The show mixed comic opera material with burlesque and was set in Siam. The music does not have "Oriental" color, except for the title character's first entrance – on a "full scale imitation elephant" – and the wedding and coronation marches. The show was termed an "operatic burletta" because of the burlesque convention of having Fox wearing tights.

==Production history==
Wang premiered at the now-demolished Broadway Theatre, New York City, on May 4, 1891 and closed on October 3, 1891 after 151 performances. The cast featured Helen Beresford as Nannette, Della Fox as Mataya, DeWolf Hopper as Wang, Samuel Reed as Colonel Fracasse, Alfred Klein as Pepat, and Marion Singer as La Veuve Frimousse. A full-scale imitation elephant was built by Edward Siedle for Hopper to ride on during "The Man With an Elephant On His Hands."

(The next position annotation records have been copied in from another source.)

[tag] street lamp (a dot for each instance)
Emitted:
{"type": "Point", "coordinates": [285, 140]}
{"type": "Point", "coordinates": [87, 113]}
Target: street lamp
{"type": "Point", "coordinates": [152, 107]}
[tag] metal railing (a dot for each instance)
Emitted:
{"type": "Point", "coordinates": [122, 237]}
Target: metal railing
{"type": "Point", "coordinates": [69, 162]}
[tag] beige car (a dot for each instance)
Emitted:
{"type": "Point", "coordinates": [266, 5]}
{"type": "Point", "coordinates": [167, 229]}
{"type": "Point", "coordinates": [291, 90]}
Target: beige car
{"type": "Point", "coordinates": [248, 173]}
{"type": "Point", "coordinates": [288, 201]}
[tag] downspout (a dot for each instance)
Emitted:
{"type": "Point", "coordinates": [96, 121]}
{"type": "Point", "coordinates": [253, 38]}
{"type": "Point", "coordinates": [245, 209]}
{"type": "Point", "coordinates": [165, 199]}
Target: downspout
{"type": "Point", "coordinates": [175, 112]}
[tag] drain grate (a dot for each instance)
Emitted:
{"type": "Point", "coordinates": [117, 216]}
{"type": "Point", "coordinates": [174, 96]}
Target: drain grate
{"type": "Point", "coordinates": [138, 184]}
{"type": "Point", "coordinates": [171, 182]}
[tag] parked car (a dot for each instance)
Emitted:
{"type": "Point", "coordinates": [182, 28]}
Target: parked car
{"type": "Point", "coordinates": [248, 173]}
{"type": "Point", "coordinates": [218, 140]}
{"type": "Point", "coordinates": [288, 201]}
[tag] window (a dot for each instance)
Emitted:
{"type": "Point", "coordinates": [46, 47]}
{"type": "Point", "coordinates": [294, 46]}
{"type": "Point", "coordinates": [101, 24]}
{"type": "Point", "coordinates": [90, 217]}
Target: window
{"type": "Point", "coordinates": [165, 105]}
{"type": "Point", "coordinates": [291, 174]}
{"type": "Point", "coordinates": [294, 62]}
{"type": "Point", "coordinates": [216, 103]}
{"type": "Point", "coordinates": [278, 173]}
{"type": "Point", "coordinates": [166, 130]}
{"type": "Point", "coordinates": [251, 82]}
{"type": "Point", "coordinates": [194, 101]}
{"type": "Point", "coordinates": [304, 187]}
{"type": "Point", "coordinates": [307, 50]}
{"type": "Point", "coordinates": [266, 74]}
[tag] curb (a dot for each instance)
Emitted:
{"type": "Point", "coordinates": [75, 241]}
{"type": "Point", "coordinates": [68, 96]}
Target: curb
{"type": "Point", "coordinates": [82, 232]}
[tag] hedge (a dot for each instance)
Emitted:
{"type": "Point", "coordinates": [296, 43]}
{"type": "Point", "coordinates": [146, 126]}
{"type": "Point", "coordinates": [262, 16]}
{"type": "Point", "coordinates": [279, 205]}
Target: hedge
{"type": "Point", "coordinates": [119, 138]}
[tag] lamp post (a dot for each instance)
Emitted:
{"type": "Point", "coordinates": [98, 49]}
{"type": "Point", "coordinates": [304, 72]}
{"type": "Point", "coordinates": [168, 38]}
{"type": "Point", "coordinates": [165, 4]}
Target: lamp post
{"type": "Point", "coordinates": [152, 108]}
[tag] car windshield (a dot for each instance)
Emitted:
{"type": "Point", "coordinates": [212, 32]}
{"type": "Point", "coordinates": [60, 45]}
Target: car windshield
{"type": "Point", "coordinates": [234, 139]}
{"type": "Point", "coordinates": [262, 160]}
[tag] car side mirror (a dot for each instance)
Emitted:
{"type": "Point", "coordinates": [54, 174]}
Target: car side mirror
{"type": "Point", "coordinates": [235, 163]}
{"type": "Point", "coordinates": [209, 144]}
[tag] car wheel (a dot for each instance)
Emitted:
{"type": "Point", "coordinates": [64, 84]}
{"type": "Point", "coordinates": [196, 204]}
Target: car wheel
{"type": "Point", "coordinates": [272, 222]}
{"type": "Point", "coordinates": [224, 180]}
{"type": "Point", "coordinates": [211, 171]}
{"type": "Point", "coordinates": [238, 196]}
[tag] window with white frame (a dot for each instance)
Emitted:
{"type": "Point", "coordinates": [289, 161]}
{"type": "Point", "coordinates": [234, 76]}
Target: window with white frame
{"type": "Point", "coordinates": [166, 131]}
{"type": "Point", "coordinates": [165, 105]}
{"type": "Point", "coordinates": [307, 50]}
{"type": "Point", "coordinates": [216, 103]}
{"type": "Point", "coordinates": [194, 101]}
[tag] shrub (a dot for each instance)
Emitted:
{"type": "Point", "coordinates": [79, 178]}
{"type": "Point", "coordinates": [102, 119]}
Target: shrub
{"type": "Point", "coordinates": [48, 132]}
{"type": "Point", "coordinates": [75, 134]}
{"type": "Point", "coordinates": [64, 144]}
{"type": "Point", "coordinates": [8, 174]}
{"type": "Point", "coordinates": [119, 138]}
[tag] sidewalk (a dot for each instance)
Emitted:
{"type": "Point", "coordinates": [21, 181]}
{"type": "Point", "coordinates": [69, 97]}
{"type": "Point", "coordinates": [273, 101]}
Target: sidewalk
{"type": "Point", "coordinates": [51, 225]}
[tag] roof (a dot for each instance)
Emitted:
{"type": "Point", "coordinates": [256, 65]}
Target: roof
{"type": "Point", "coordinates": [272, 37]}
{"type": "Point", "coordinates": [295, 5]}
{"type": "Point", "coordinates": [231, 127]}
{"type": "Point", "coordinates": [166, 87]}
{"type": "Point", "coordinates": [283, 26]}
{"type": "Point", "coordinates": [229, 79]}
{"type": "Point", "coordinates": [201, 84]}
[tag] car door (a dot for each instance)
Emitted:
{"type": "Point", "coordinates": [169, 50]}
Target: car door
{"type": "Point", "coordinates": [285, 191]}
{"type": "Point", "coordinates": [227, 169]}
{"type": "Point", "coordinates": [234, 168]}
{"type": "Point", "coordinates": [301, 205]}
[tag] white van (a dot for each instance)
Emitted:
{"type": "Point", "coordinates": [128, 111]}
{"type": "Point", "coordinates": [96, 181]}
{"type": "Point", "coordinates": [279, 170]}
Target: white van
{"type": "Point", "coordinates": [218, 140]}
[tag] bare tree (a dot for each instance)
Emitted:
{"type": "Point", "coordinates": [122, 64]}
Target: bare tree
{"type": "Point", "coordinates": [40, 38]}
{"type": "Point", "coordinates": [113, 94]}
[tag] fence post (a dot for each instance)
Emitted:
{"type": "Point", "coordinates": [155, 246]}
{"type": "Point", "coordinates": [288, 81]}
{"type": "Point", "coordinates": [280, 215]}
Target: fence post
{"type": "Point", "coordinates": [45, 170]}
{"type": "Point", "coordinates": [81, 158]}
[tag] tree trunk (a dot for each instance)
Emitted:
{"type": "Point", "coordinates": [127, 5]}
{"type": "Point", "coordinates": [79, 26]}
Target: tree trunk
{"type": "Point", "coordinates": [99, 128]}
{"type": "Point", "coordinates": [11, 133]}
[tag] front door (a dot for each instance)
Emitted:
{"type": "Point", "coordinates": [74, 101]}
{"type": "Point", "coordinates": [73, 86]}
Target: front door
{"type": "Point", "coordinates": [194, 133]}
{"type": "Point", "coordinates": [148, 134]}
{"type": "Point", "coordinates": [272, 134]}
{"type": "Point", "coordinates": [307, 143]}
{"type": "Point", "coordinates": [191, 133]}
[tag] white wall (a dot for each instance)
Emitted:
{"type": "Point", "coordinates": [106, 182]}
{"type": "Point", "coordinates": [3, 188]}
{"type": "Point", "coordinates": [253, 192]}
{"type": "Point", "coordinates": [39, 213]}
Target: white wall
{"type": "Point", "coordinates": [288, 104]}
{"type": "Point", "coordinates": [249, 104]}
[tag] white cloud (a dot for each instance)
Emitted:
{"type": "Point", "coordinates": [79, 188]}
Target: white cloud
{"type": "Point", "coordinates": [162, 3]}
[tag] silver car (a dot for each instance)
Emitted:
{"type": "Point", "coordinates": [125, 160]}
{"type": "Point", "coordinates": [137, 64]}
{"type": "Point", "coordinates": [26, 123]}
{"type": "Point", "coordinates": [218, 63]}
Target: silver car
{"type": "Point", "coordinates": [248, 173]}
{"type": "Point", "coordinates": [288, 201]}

The show was revived at the Lyric Theatre, running from April 18, 1904 through June 4, 1904, for 57 performances. The production was produced and directed by Sam S. Shubert and again starred Hopper and Singer, with Madge Lessing as Mataya.

==Songs==
The songs in Wang (according to the published music, which varies from the song list shown at the Internet Broadway Database listing for the 1891 production) are:

- A Pretty Girl, A Summer Night – Mataya
- Are Then The Vows –
- Ask the Man in the Moon – Wang, Mataya and Colonel Fracasse
- Baby, Baby, Dance My Darling Baby
- Eminent Regent Wang – Wang and Chorus
- Every Rose Must Have Its Thorn
- If You Love Me As I Love You? (duet) – Wang and La Veuve Frimousse
- Kissing Quartet
- The Man With an Elephant On His Hands – Wang
- Mary! Mary! Why So Contrary? – Gillette and Girls
- No Matter What Others May Say (trio)
- To Be a Lone Widow – La Veuve Frimousse
- Where Are You Going My Pretty Maid? (duet) – Mataya and Marie

The song "The Man with an Elephant on his Hands" was later adapted into an unlicensed and short-lived 1905 comic strip series by Everrett E. Lowry.